What Women are Watching Online

“More than 180 million US internet users watched 31.2 billion videos in March 2010, according to the comScore Video Metrix service.” Thats a LOT of video content being viewed online.. According to the same study, YouTube was the main sorce of video content, serving more than 135 million viewers during March 2010 and reaching 3 out of every 4 online video viewers, while Google was the source from where the videos were viewed both through number of unique viewers and average videos per viewer.  These massive figures boil down to an average of 96 videos per view on YouTube, and a lot of time spent online by the viewers.

Unfortunately the study does not differentiate between men and women, or any gender specific online video viewing habits, so, intrigued by the numbers and wondering where and what women are watching online, I decided to dwell further into the numbers and try to at least get an idea of where the virtual footpath of a female web browser leads me.

Traditionally reaching out to women through the means of TV was usually been done during the commercial breaks of programs such as soap operas or talk shows. But with the increasing popularity of online content, TV viewing and advertising is being reassessed as forms of marketing. Suddenly the most popular medium of mass communication had a serious competitor in portals such as YouTube and Hulu, offering online content, both traditional commercially created as well as privately uploaded user generated content. Whichever it is, it is today being uploaded in enormous amounts every second of the day by users all over the world.

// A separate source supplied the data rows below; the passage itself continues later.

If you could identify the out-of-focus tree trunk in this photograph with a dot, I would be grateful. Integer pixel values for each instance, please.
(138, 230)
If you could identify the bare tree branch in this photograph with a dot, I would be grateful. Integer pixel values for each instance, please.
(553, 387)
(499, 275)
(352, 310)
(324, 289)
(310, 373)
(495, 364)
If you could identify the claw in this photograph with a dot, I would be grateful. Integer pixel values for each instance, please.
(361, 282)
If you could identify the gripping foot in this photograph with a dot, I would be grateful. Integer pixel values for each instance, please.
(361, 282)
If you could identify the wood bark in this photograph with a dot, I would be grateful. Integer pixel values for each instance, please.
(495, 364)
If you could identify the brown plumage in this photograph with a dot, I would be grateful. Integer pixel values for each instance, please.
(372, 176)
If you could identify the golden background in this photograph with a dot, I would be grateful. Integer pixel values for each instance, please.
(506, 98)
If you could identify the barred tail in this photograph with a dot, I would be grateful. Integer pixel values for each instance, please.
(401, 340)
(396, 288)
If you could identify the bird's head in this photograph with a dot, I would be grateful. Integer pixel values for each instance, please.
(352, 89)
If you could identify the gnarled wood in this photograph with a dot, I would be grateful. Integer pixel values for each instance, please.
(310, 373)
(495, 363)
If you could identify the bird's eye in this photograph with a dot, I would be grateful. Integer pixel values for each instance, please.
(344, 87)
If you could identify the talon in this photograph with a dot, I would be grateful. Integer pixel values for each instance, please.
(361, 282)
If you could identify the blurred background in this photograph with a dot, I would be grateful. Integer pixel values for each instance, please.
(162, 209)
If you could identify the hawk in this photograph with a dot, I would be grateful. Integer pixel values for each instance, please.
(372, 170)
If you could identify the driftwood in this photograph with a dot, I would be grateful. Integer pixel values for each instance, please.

Simultaneously as this switch was happening, the traditional view of marketing to women online and offline was shaken by a 2007 study by BIGresearch in which women were deemed less stereotypical than what many marketeers might have wanted them to be. (Funny how its always easier if you can put someone in a box..). According to the study, women were noted to be more likely to be regularly or occasionally watching sports than soap operas. From the women surveyed, 62% said they watch sports regularly or occasionally on TV while only 42% said they watch soap operas with the same frequency. Have you accounted for this in your marketing mix?

Before you revamp your whole marketing mix, The Nielsen Company and Microsoft did a highly interesting study on video ads shown during full-episode online TV shows. The study showed that a deeper brand impact was achieved online than through corresponding on-air TV ads. The study states that online video ads had a 65% general recall, compared to the lower 46% general recall for TV ads.

Whether its video content, blogs, social media portals or any other  form of user generated content online, the new formats and viewer behaviours are a blessing in disguise. The same study by Nielsen shows and encourages marketing efforts to look into Dual Platform marketing mixes where video content is not purely offered on air, but also online, hence going full circle and not excluding any possibilities.

So after all that, there is still a missing element in the story. Gender. Is there a difference between men and women and their viewing habits online? A study by SocialMediaExaminer digs a bit deeper and shows that men are significantly more likely to use YouTube or other video marketing than women (51.2% of all men compared to only 42.6% of women). Now we are getting somewhere! So fewer women watch YouTube than men, but that is still an impressive number of approximately 78million women using YouTube! In March! (If you use the figure stated in the beginning of this article as a base).

In 2007 Nielsen Online stated that men and women consume online video differently based on the findings from their latest VideoCensus study. While women lead online network TV viewing, men were drawn to consumer-generated media. Reading that and comparing the info to the above study by SocialMediaExaminer I cannot help but wonder if the question is not WHAT are women watching online, but rather, what content would women LIKE to see online. And who will actually act and generate it?